Rising above the banks of the lake I could see the dwellings of the recently arrived Muslim settlers, and wondered about the potential strife with the local indigenous community over valuable resources such as land. It was a leisurely and pleasant boat trip if you could forget the disquieting image of the displaced people’s homes bereft of life, lying beneath the water.

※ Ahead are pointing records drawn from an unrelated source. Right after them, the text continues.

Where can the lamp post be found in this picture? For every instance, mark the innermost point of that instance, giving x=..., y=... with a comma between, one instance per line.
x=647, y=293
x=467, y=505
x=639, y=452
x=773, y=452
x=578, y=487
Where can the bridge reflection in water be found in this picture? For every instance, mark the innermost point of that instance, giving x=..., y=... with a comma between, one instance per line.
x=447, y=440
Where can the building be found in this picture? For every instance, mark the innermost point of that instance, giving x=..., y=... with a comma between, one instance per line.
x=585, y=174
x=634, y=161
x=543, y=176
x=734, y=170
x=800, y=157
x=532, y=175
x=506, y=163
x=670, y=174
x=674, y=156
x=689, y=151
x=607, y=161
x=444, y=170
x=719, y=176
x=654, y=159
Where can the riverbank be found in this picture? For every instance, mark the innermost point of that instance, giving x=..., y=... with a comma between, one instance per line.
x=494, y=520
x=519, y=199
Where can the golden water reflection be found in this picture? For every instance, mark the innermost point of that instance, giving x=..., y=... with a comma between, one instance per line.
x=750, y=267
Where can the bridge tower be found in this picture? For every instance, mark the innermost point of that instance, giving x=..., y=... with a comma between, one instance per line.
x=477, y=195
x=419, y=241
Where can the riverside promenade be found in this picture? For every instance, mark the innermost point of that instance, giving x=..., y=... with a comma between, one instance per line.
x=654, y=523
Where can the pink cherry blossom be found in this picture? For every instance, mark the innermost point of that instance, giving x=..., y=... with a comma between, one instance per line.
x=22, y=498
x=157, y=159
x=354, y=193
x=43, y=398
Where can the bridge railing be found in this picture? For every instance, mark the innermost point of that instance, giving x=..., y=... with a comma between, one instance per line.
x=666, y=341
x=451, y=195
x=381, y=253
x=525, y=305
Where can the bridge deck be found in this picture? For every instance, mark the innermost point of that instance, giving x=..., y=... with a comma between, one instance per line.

Spending time at Shuvalong Falls was a delight, all the more so as our group of five had it all to ourselves! We disembarked, removed our sandals, and made our way through the mud and soft undergrowth to the falls, where we dabbled our feet in the pool of water in front of the waterfall as well as in the water cascading down from above. As Ven. Buddhadatta and I scrambled up part of the rock face, I could hear and see the other venerables playfully enjoying themselves in the water, taking photos and laughing with a childlike innocence. Each one of us was “in the moment” and had simply “let go.”
As I prepared to leave Rangamati for Bandarban, higher up in the CHT, I reflected on what Monaoghar throughout its long history has done with very limited resources for the indigenous children from all over the Hill Tracts. I promised Ven. Buddhadatta I would sponsor a child and that I would leave the choice to his discretion based on the student’s situation and need.
* Note: The writer has been sponsoring a child since returning to Hong Kong.